There was nothing wrong with him. No wounds. No blood. No burns. Not even bruises or small cuts from the glass. Just dirt.
Freak. He could hear Petunia screech it as though she was right next to him.
And she was right. Oh dear god in his heaven, she was right. Harry's shoulders started to shake as the fact hit home. All the terrible memories he tried to suppress just to get from one day to the next started to pour forward before his waking eyes.
Alone in the dark, a small chuckle broke the silence. Slowly, that chuckle turned into a laugh, which escalated until it thundered above the crackling of the fire, a hysterical, frightened, mad noise that was terrible to listen to. It was the laugh of someone who had accepted a terrible truth.
/
Harry was there for a while, watching blood drip down from the car as the fire raged on.
He was on his knees, a seven year old with blood washing up against his hands and his mind completely lost in what he knew and what he had just experienced. But eventually, the boy's mind started functioning again and he stood up, gave the wreck one last look, and fled down the highway.

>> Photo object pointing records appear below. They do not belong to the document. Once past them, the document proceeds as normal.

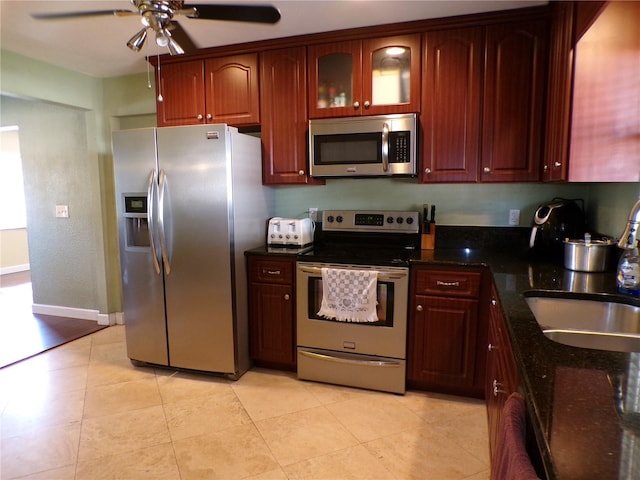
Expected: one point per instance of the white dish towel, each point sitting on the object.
(349, 295)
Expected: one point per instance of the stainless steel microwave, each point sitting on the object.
(375, 146)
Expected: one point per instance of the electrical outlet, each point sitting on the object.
(514, 217)
(62, 211)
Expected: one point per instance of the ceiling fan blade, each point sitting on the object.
(238, 13)
(180, 35)
(94, 13)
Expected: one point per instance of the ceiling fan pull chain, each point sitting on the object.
(148, 75)
(160, 98)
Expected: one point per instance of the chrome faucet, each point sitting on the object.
(629, 237)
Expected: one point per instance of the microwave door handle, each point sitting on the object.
(385, 147)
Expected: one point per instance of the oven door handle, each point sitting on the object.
(381, 275)
(376, 363)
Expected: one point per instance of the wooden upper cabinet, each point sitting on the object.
(216, 90)
(231, 90)
(368, 77)
(556, 145)
(451, 93)
(514, 89)
(283, 103)
(180, 94)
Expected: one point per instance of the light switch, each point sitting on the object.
(62, 211)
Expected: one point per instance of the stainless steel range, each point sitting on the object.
(367, 353)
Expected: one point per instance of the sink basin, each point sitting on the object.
(603, 325)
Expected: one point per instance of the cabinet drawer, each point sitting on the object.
(271, 271)
(451, 283)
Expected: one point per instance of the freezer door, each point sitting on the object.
(194, 165)
(134, 154)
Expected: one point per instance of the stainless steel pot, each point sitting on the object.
(588, 255)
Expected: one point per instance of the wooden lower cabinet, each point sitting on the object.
(502, 375)
(272, 312)
(447, 333)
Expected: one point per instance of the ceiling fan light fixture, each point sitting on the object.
(163, 37)
(137, 41)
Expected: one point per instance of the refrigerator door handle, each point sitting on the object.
(163, 243)
(151, 219)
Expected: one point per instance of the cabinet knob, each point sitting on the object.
(497, 389)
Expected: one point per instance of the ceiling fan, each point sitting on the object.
(157, 16)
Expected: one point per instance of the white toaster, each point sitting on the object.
(290, 232)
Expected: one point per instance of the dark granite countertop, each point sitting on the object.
(573, 394)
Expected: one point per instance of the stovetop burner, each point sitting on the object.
(388, 238)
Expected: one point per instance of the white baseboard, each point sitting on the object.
(14, 269)
(80, 313)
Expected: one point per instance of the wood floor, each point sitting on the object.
(23, 333)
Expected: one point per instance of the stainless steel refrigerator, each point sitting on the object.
(190, 201)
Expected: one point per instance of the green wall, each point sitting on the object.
(66, 119)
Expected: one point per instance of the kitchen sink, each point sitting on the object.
(588, 323)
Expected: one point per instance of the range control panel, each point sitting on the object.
(370, 221)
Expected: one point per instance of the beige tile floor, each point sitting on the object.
(82, 411)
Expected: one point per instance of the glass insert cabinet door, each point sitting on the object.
(365, 77)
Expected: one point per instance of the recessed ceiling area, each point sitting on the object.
(97, 45)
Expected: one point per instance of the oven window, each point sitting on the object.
(384, 308)
(348, 148)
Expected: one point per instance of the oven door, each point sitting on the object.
(385, 338)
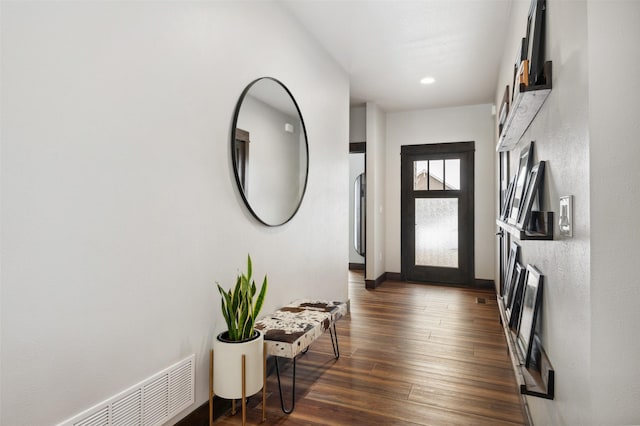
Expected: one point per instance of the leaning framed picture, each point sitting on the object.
(535, 41)
(524, 167)
(504, 111)
(531, 299)
(513, 301)
(514, 254)
(534, 184)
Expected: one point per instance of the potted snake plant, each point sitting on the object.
(240, 312)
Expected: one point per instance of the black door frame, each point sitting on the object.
(464, 274)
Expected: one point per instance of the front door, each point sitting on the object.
(437, 226)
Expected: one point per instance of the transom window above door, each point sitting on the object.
(436, 175)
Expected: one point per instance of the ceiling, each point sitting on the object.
(387, 47)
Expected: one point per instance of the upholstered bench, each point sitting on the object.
(290, 331)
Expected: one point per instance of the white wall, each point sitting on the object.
(614, 126)
(461, 124)
(561, 135)
(358, 124)
(270, 147)
(119, 207)
(376, 176)
(357, 133)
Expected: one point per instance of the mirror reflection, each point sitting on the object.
(270, 153)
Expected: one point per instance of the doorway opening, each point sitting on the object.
(357, 206)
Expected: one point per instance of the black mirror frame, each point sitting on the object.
(235, 162)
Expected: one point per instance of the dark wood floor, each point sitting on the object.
(411, 354)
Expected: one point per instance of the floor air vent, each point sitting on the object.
(149, 403)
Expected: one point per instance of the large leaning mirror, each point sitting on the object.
(269, 151)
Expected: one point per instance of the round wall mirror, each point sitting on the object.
(269, 151)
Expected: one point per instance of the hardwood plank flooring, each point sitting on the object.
(411, 354)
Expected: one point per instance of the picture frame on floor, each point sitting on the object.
(531, 298)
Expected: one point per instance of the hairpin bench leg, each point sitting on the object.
(293, 388)
(336, 348)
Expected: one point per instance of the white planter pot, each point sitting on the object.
(227, 367)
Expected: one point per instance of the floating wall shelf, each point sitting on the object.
(544, 229)
(524, 108)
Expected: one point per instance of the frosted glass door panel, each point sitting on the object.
(436, 232)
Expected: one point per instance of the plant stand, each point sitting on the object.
(244, 393)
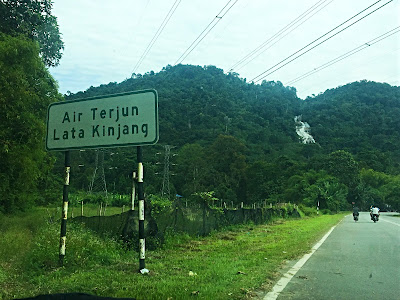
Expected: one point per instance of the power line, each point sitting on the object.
(347, 54)
(255, 78)
(157, 34)
(196, 42)
(279, 33)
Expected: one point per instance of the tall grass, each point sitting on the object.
(230, 264)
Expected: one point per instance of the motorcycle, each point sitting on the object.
(375, 218)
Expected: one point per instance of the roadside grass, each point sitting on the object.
(229, 264)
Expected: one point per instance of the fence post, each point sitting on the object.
(133, 190)
(64, 215)
(142, 245)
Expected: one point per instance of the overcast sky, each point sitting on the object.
(104, 40)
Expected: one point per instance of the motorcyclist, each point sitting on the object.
(355, 211)
(374, 211)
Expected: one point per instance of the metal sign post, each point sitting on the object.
(126, 119)
(142, 247)
(63, 234)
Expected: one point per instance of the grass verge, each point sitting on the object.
(230, 264)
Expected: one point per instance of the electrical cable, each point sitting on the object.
(255, 78)
(347, 54)
(196, 42)
(280, 32)
(157, 34)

The reason for this? Well...he was a seven year old boy who discovered he wasn't entirely human. He was panicking, he was upset, and most of all he didn't want to remain at the car to be discovered alive instead of his uncle Vernon.
God alone knew what Petunia would say to that.
Harry had a faint idea, and it scared him. And even if he wasn't afraid of her – even if she couldn't kill him, like the crash – he didn't want to go back to her.
So Harry ran. And he ran. And he ran.
The sun rose and then fell.
After a while, his throat began to burn from lack of water but he could still move, still run, so he didn't stop.
Another day went by and he was still running.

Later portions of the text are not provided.